On Tue, 2019-11-12 at 20:30 +0000, Albert Braden wrote:
I'm running Rocky and trying to figure out filter order. I'm reading this doc: https://docs.openstack.org/nova/rocky/user/filter-scheduler.html
It says:
Each filter selects hosts in a different way and has different costs. The order of filter_scheduler.enabled_filters affects scheduling performance. The general suggestion is to filter out invalid hosts as soon as possible to avoid unnecessary costs. We can sort filter_scheduler.enabled_filters items by their costs in reverse order. For example, ComputeFilter is better before any resource calculating filters like RamFilter, CoreFilter.
Is there a document that specifies filter costs, or ranks filters by cost? Is there a well-known process for determining the optimal filter order?

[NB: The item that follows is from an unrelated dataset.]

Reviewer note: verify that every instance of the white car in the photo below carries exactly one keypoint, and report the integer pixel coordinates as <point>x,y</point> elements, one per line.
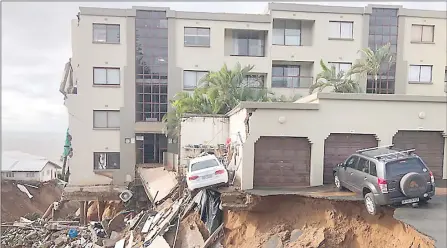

im not a aware of a specific document that cover it but this will very based on deployment. as a general guideline you should order your filter by which ones elmiate the most hosts. so the AvailabilityZoneFilter should generally be first. in older release the retry filter shoudl go first. the numa toplogy filter and pci passthough filter are kind fo expensive. so they are better to have near the end. so i would start with the Aggreaget* filters first folowed by "cheap" filter that dont have any complex boolean logic so SameHostFilter, DifferentHostFilter, IoOpsFilter, NumInstancesFilter there are a few others the the more complex filters like numa toplogy, pci passthogh, ComputeCapabilitiesFilter, JsonFilter effectivly what you want to do is maxius the infomation gain at each filtering step will miniusing the cost(reducing the possible host with as few cpu cycles as posible) its important to only enable the filter that matter to your deployment also but if we had a perfect costing for each filter then you could follow the ID3 algorithm to get an optimal layout. https://en.wikipedia.org/wiki/ID3_algorithm i have wanted to experiment with tracing the boot requests on large public clould and model this for some time but i always endup finding other things to thinker with instead but i think even with out that data to work with you could do some intersting things with code complexity metricts as a proxy to try and auto sort them. perhaps some of the operator can share what they do i know cern pre placement used to map tenant to cells as there first filtering step which signifcatly helped them with scale but if the goal is speed then you need to have each step give you the maxium infomation gain for the minium addtional cost. that is why the aggreate filters and multi host filters like affintiy filters tend to be better at the start of the list and very detailed filters like the numa topolgy filter then to be better at the end.